Apesar da amplitude das reivindicações, a tônica central da marcha em Copacabana permaneceu o combate intransigente à violência de gênero. Muitas participantes fizeram questão de relembrar casos recentes que chocaram a sociedade, como a trágica morte de Tainara Souza Santos, vítima de atropelamento por um ex-companheiro, e o estupro coletivo ocorrido com uma adolescente, dolorosamente na mesma Copacabana que abrigava o protesto. Para simbolizar essa luta e a resiliência feminina, as manifestantes entoaram uma paródia da canção de Sérgio Sampaio, transformando-a em um hino de liberdade: “Eu quero é andar sem medo nas ruas. Chega! Queremos viver! Eu quero é ficar sem medo em casa. Chega! Queremos viver!”

Um grupo de pernaltas, carregando a faixa “Juntas somos gigantes”, realizou uma performance impactante. Inicialmente, deitaram-se no chão, olhos fechados, em um comovente tributo às mulheres que perderam a vida em crimes de violência de gênero. Em um ato de renascimento e força, levantaram-se e se posicionaram em círculo, ecoando o grito de guerra: “Todas vivas!”, reforçando a mensagem de que a luta pela vida é contínua e coletiva.
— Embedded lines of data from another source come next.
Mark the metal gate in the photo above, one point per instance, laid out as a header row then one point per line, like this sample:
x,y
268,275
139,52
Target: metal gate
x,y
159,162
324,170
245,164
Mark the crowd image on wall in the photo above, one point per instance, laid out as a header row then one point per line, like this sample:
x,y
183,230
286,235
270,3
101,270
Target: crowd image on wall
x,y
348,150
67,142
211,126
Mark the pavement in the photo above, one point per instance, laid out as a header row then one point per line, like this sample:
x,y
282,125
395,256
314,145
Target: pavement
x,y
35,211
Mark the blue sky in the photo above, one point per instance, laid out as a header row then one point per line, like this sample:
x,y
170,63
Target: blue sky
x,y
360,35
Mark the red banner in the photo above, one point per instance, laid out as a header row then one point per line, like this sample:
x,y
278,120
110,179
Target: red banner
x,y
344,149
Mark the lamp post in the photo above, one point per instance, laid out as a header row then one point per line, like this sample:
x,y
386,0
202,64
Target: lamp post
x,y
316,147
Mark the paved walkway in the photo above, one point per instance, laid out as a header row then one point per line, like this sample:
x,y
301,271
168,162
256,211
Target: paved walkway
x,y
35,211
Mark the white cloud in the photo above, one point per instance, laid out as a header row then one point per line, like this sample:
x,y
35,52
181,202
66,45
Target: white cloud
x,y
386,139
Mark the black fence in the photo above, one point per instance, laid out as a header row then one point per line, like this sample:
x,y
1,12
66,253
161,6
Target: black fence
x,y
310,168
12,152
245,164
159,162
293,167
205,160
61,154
A Força da Intergeracionalidade e o Legado da Luta

A diversidade geracional foi um dos pontos altos do protesto, demonstrando que a luta pelos direitos das mulheres transcende o tempo. Rachel Brabbins, por exemplo, marchou ao lado de sua filha Amara, de sete anos, que empunhava um cartaz com a frase “Lute como uma menina”. Rachel enfatizou a importância de ensinar desde cedo à filha sobre seus direitos e a força da voz feminina. A pequena Amara, por sua vez, encontrou inspiração em figuras como Silvia de Mendonça, uma militante feminista desde a década de 1980, que compareceu à marcha ostentando uma bandeira com o rosto da vereadora Marielle Franco. Silvia ressaltou que Marielle, vítima de um crime brutal que visava o silenciamento, tornou-se um símbolo de resistência, unindo mulheres na dor e na esperança de que a união é o caminho para superar as violências.

Homens na Luta e a Urgência da Educação Transformadora

As organizadoras do evento fizeram um convite explícito para que os homens se unissem à causa, reconhecendo seu papel fundamental na construção de uma sociedade mais justa. Thiago da Fonseca Martins, que participou da marcha com seu filho Miguel, de 9 anos, defendeu a necessidade da participação ativa masculina. Ele argumentou que, além de não promoverem a violência, os homens devem atuar na promoção da igualdade, reconhecendo e desconstruindo a cultura machista arraigada em nossa sociedade e em sua própria formação. Complementando essa visão, Rita de Cássia Silva destacou a educação como pilar essencial no combate à misoginia. Para ela, a cultura da violência de gênero é geracional, e é imperativo que, além da conscientização adulta, haja um esforço governamental de apoio às famílias para promover uma mudança cultural profunda desde a infância, erradicando a normalização da violência.

A marcha em Copacabana, no Dia Internacional das Mulheres, foi muito mais do que um protesto; foi uma demonstração vibrante de solidariedade, resiliência e a inabalável determinação de milhares de mulheres. O evento reiterou que a busca por uma sociedade livre de violência e plena em igualdade é um trabalho contínuo, que exige engajamento de todas as gerações e gêneros, e a implementação efetiva de políticas que garantam um futuro mais seguro e justo para todas.